Fue impactante ver a un supremacista con la bandera de los esclavistas del sur frente a un retrato de Abraham Lincoln, ayer en el Capitolio.
Tomaron los salones de sesiones, se apoderaron del asiento del líder del Senado y con un disfraz proclamaron el triunfo del que perdió por más de siete millones de votos.
Desde un balcón del Capitolio ondearon la bandera de Donald Trump.
Horas después del inicio del asalto, el presidente les dijo a sus seguidores que se retiraran a sus casas, que los amaba, y que le robaron la elección.
El vicepresidente Pence tomó el lugar de Trump y ordenó a la Guardia Nacional que desplegara soldados para recuperar las instalaciones del Congreso.
Al inicio de la sesión, el vicepresidente del país y presidente del Senado, a quien Trump presionó hasta el último minuto para que anulara 75 votos electorales de Biden, dijo que él no tenía facultades para anular voto alguno, ni impediría la certificación del demócrata.
Trump arremetió contra su vicepresidente en redes sociales. Creía que el golpe aún era posible.
Ivanka, su hija, se refirió a Trump como “el presidente del pueblo”.
Hasta que llegó el esperado discurso del líder de la mayoría republicana, Mitch McConnell, quien fundamentó “el voto más importante que he emitido en mi vida”, y convocó a desechar el intento de anular los resultados de las elecciones por estar basados “en teorías radicales de la conspiración”.
“Si los invalidamos –dijo el líder republicano– dañaremos a nuestra república para siempre”, y pidió a sus compañeros de bancada “un compromiso compartido con la verdad, un respeto compartido hacia las reglas básicas de nuestro sistema”.

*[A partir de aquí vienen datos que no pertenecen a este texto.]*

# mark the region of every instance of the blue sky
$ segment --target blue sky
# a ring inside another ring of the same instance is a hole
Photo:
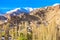
[[[0,11],[6,12],[13,8],[32,7],[39,8],[60,3],[60,0],[0,0]]]
[[[0,0],[0,8],[44,7],[60,3],[60,0]]]

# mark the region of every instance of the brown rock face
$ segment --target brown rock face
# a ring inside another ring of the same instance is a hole
[[[60,5],[37,8],[29,14],[20,13],[19,15],[11,16],[9,13],[6,14],[5,17],[8,19],[6,24],[10,23],[11,26],[13,25],[15,28],[12,27],[12,29],[19,31],[18,33],[21,31],[21,27],[24,27],[25,29],[22,33],[27,34],[28,26],[28,28],[32,30],[31,32],[33,32],[32,40],[35,40],[36,35],[36,40],[44,40],[44,38],[46,40],[56,40],[56,34],[60,37]],[[58,31],[58,33],[56,31]]]

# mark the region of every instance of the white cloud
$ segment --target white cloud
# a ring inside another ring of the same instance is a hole
[[[15,12],[15,11],[17,11],[18,9],[20,10],[20,8],[15,8],[15,9],[13,9],[13,10],[7,11],[6,13],[12,13],[12,12]]]
[[[56,6],[56,5],[60,5],[60,3],[55,3],[55,4],[53,4],[53,6]]]

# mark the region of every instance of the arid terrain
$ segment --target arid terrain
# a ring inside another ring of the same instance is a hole
[[[60,40],[60,5],[0,16],[0,40]]]

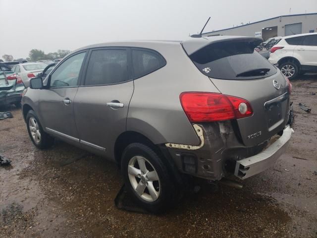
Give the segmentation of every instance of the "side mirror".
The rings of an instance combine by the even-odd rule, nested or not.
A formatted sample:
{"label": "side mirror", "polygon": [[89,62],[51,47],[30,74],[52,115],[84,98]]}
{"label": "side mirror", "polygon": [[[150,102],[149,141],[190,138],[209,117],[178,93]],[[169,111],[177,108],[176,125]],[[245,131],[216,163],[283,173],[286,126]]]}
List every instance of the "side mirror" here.
{"label": "side mirror", "polygon": [[31,78],[30,80],[30,88],[34,89],[43,88],[43,81],[41,77]]}

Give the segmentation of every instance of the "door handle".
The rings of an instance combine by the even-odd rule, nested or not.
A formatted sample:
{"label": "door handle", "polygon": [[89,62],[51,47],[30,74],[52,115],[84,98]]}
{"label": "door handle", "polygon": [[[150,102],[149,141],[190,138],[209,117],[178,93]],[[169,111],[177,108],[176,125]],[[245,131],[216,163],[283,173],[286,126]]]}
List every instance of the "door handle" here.
{"label": "door handle", "polygon": [[107,106],[110,108],[123,108],[123,104],[120,103],[107,103]]}
{"label": "door handle", "polygon": [[71,103],[71,100],[69,98],[65,98],[63,99],[63,103],[64,104],[69,104]]}

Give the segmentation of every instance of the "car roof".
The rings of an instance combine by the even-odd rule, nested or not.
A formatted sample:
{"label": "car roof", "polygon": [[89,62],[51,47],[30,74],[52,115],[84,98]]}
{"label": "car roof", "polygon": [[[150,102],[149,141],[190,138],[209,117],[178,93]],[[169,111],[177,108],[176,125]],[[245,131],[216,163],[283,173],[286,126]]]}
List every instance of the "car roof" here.
{"label": "car roof", "polygon": [[104,43],[90,45],[75,50],[70,54],[87,50],[91,48],[106,47],[142,47],[143,45],[146,45],[146,47],[155,47],[158,45],[179,45],[181,44],[186,47],[186,52],[188,55],[197,51],[210,44],[230,39],[258,39],[255,37],[248,37],[238,36],[215,36],[203,37],[200,38],[192,38],[188,37],[182,40],[134,40],[106,42]]}
{"label": "car roof", "polygon": [[297,35],[292,35],[291,36],[287,36],[282,37],[283,39],[292,38],[293,37],[297,37],[299,36],[309,36],[310,35],[317,35],[317,32],[312,33],[298,34]]}
{"label": "car roof", "polygon": [[27,65],[29,64],[37,64],[38,63],[44,63],[44,64],[47,64],[46,63],[43,63],[42,62],[28,62],[27,63],[20,63],[19,64],[21,65]]}

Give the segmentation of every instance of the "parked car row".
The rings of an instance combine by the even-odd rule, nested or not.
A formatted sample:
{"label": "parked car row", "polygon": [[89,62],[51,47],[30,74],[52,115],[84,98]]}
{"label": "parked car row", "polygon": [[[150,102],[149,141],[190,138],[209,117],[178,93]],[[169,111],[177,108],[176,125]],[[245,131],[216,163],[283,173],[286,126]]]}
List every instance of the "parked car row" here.
{"label": "parked car row", "polygon": [[30,79],[36,76],[44,79],[56,64],[0,62],[0,106],[19,106],[22,93],[29,86]]}
{"label": "parked car row", "polygon": [[317,33],[282,37],[271,49],[268,61],[290,79],[317,72]]}

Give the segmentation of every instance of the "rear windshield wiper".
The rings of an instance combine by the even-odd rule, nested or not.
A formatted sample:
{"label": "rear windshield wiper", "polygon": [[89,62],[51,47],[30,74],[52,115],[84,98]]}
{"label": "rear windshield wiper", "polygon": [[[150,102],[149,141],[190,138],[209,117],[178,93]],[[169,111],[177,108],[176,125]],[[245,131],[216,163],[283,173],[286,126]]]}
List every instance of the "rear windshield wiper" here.
{"label": "rear windshield wiper", "polygon": [[265,75],[270,69],[267,68],[256,68],[239,73],[236,77],[251,77],[252,76]]}

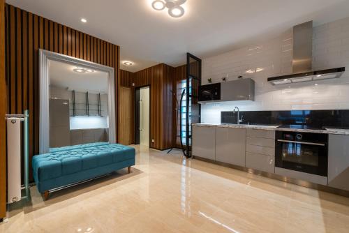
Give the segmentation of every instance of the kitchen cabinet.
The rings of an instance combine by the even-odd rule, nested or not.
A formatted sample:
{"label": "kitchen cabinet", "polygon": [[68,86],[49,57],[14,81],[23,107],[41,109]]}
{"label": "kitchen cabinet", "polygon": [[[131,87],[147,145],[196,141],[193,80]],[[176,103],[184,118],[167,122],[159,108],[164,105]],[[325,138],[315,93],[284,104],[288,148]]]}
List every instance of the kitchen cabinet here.
{"label": "kitchen cabinet", "polygon": [[246,167],[258,171],[274,173],[274,157],[246,152]]}
{"label": "kitchen cabinet", "polygon": [[328,186],[349,190],[349,135],[329,135]]}
{"label": "kitchen cabinet", "polygon": [[246,167],[258,171],[275,172],[275,131],[248,129]]}
{"label": "kitchen cabinet", "polygon": [[216,128],[216,160],[245,166],[246,129]]}
{"label": "kitchen cabinet", "polygon": [[216,127],[193,126],[193,156],[215,160]]}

Recordé una reflexión, no sé de quién, pero que en ese momento se hacía realidad: en las batallas siempre hay héroes en los dos bandos.
Todo estaba perdido para Trump cuando empezó a hablar el texano Ted Cruz, con el discurso infame de un político sin dignidad como –al tiempo– será recordado.

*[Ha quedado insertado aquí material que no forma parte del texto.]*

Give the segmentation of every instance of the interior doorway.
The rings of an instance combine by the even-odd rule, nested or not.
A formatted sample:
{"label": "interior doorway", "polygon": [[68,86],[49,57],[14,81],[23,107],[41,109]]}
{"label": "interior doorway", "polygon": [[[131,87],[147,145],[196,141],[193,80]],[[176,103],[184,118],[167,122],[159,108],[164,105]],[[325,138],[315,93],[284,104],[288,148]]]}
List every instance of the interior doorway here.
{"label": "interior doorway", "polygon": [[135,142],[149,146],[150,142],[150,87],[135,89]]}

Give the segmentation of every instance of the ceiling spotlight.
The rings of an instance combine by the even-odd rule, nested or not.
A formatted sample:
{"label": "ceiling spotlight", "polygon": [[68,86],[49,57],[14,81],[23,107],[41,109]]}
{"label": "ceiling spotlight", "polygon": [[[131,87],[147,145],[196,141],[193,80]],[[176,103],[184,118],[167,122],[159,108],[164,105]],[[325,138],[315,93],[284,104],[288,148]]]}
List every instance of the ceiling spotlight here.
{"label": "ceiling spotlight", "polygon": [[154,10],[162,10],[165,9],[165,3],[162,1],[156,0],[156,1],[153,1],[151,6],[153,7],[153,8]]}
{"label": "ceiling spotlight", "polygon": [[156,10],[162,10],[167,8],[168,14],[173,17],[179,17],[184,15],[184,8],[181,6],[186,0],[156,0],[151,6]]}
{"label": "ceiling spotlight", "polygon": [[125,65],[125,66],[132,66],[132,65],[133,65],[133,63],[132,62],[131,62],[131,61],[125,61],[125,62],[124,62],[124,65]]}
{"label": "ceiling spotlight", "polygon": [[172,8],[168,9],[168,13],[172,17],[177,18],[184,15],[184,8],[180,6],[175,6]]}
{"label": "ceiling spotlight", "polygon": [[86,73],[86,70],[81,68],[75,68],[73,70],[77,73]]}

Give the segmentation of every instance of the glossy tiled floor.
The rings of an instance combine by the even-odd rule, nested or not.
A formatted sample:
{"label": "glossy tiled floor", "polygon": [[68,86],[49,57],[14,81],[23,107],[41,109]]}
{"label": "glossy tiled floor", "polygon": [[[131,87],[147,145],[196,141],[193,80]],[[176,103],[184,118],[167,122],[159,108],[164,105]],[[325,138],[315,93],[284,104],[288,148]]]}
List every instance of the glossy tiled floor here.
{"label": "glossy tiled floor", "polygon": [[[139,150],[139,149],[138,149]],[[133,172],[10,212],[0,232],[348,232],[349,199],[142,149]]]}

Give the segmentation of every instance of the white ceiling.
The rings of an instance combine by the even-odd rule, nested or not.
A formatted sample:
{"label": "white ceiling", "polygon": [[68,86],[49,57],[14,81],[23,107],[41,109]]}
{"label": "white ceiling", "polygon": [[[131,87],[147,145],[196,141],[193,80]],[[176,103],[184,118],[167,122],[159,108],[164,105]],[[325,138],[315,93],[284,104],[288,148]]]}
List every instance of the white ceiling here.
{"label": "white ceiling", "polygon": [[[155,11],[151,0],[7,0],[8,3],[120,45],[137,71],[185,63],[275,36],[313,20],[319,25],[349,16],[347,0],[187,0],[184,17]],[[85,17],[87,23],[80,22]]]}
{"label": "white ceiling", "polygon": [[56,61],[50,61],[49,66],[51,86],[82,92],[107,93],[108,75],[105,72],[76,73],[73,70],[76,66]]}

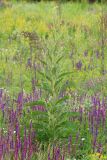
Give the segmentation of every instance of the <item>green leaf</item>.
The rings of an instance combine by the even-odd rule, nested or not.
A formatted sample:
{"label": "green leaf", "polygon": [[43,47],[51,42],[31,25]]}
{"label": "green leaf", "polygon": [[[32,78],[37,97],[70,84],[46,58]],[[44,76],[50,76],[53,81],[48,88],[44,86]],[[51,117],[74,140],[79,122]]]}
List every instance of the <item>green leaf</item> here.
{"label": "green leaf", "polygon": [[61,77],[64,77],[66,75],[70,75],[72,72],[64,72],[62,74],[59,75],[58,79],[60,79]]}
{"label": "green leaf", "polygon": [[46,106],[46,102],[43,101],[43,100],[37,100],[37,101],[34,101],[34,102],[30,102],[30,103],[27,103],[26,106],[37,106],[37,105],[40,105],[40,106]]}
{"label": "green leaf", "polygon": [[65,102],[67,99],[69,99],[69,96],[64,96],[63,98],[60,98],[60,99],[56,102],[56,105]]}

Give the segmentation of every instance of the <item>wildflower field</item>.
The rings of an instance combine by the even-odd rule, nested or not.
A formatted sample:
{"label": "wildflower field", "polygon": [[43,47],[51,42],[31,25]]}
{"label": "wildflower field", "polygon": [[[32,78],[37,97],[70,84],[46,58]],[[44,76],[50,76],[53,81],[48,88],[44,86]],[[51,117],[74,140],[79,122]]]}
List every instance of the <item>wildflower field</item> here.
{"label": "wildflower field", "polygon": [[107,4],[0,5],[0,160],[107,160]]}

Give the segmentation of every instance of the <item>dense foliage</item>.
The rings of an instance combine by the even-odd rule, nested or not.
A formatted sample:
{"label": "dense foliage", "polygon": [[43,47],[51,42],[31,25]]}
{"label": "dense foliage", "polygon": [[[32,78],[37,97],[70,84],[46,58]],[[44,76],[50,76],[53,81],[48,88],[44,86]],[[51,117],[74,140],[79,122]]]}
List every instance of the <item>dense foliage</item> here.
{"label": "dense foliage", "polygon": [[0,7],[0,159],[106,160],[106,5]]}

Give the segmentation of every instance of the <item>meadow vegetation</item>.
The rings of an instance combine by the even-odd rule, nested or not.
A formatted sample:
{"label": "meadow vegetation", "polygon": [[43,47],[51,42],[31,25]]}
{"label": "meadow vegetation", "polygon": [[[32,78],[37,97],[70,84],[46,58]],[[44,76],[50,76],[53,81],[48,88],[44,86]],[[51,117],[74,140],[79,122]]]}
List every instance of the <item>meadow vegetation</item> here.
{"label": "meadow vegetation", "polygon": [[107,159],[107,6],[0,6],[0,159]]}

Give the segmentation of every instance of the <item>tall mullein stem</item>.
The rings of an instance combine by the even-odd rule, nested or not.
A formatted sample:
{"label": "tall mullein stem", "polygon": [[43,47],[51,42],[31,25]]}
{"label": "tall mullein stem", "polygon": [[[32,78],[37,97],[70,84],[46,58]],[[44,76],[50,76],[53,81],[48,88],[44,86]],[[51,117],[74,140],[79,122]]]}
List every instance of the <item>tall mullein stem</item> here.
{"label": "tall mullein stem", "polygon": [[104,59],[105,59],[105,54],[104,54],[104,50],[105,50],[105,41],[106,41],[106,24],[105,24],[105,12],[104,12],[104,8],[102,6],[102,10],[101,10],[101,18],[100,18],[100,34],[101,34],[101,74],[104,75],[105,74],[105,65],[104,65]]}
{"label": "tall mullein stem", "polygon": [[59,19],[61,19],[61,1],[60,0],[56,1],[56,6],[57,6],[57,16]]}
{"label": "tall mullein stem", "polygon": [[20,88],[21,88],[21,92],[23,93],[23,77],[22,77],[22,57],[21,57],[21,53],[20,53]]}

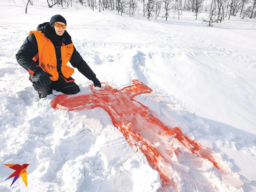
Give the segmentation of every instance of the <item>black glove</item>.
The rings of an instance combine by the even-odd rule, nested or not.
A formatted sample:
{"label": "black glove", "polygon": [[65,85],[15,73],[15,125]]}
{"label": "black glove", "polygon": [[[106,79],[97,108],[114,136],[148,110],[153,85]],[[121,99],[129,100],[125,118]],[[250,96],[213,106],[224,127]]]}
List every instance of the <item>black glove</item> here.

Ese senador republicano que había sido acusado por Trump de delincuente electoral cuando contendió contra él en las primarias de hace cuatro años, y se burló del físico de su esposa Heidi en una fotografía que subió a redes, ayer pidió anular las elecciones para congraciarse… con Trump.
Afuera del Capitolio se sucedían los enfrentamientos de los radicales del trumpismo contra la policía y elementos de seguridad del Congreso.

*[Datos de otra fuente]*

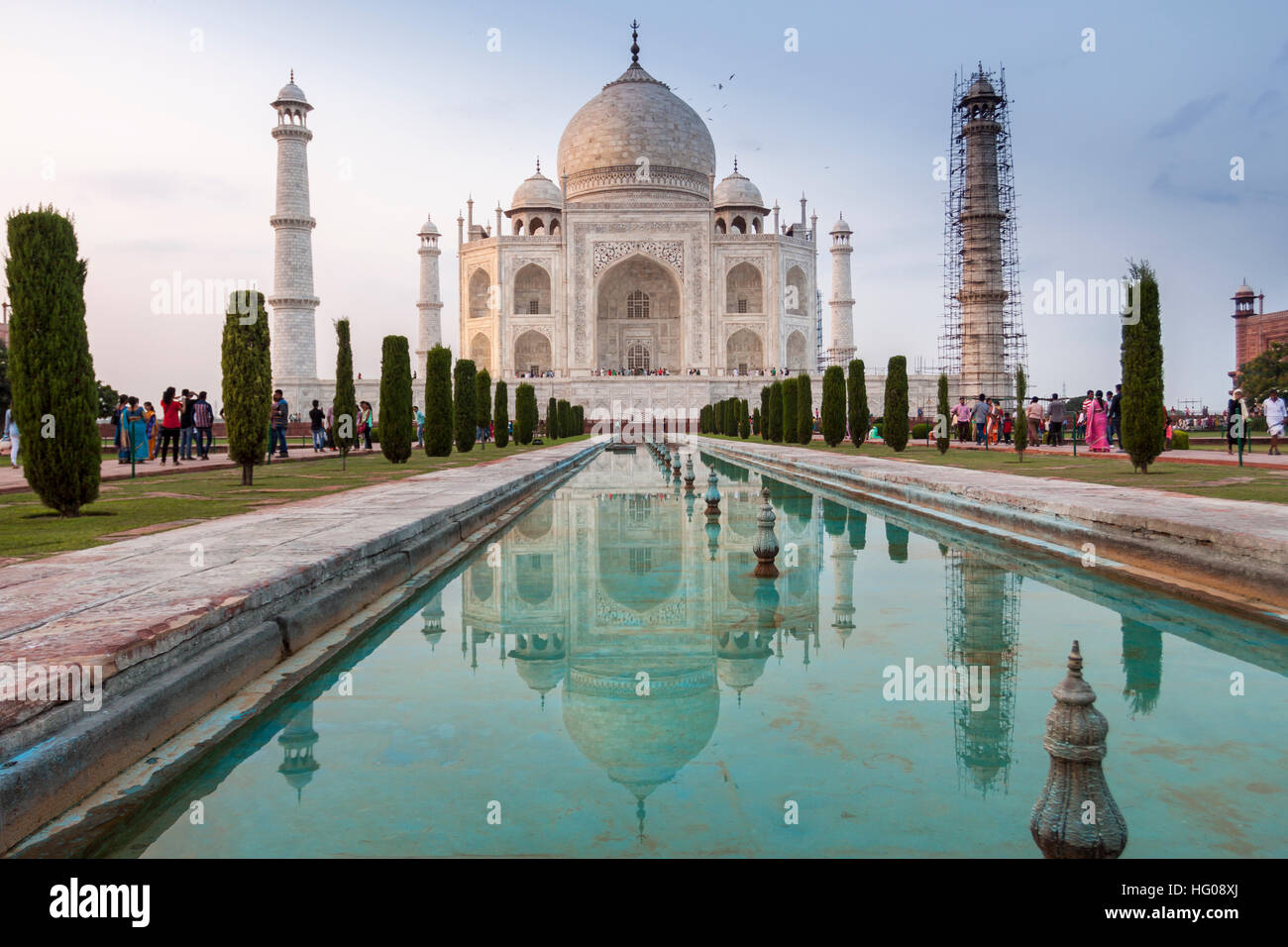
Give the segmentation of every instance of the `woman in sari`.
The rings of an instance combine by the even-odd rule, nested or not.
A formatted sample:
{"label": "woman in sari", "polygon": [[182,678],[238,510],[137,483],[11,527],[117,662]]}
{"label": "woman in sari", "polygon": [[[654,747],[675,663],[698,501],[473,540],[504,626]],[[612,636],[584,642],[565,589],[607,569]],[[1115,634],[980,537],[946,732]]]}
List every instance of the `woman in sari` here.
{"label": "woman in sari", "polygon": [[1109,430],[1109,406],[1105,405],[1105,393],[1096,392],[1082,403],[1082,411],[1087,415],[1087,447],[1097,454],[1108,452],[1109,439],[1105,434]]}
{"label": "woman in sari", "polygon": [[138,398],[130,398],[121,412],[121,447],[125,450],[124,463],[129,463],[131,450],[135,463],[147,463],[148,424],[143,417],[143,408],[139,407]]}
{"label": "woman in sari", "polygon": [[147,428],[148,460],[157,455],[157,411],[151,401],[143,402],[143,424]]}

Cruz argumentó que “la mitad del país piensa que las elecciones estuvieron amañadas”, por lo que era necesario anularlas. “La opinión popular no impone una obligación legal”, posteó la avezada reportera Maggie Haberman, que cubre la Casa Blanca para The New York Times.
En ese momento irrumpió la turba trumpista en el Capitolio. Sonaron detonaciones, todos al piso, pidió la guardia de la sede del Legislativo.
“Ahí está lo que lograron con sus mentiras, muchachos”, gritó, mordaz, el senador republicano Mitt Romney mientras abandonaba el salón invadido por los matones del presidente.
El desastre era total. El vicepresidente Pence fue sacado por agentes del Servicio Secreto. Los asaltantes irrumpieron en la oficina de la líder demócrata, Nancy Pelosi, y dejaron un mensaje al estilo de la mafia: “No cederemos”.
Pelosi le habló a Pence para pedirle que tomara las riendas de la situación, que ya no estaba en el terreno de la política, sino en el de la justicia.
Y fue Pence, no Trump, el que llamó a la Guardia Nacional, según confirmaron fuentes de la secretaría de la Defensa a The New York Times.
“Volvamos al trabajo”, dijo por la noche el vicepresidente Pence en el Capitolio ya liberado.
Y el trabajo fue certificar el triunfo de Joe Biden, que tomará posesión el 20 de enero justo ahí, en el Capitolio que ayer mandó a asaltar el todavía presidente de la república, quien a la hora de mandar esta crónica aún no había renunciado a su cargo.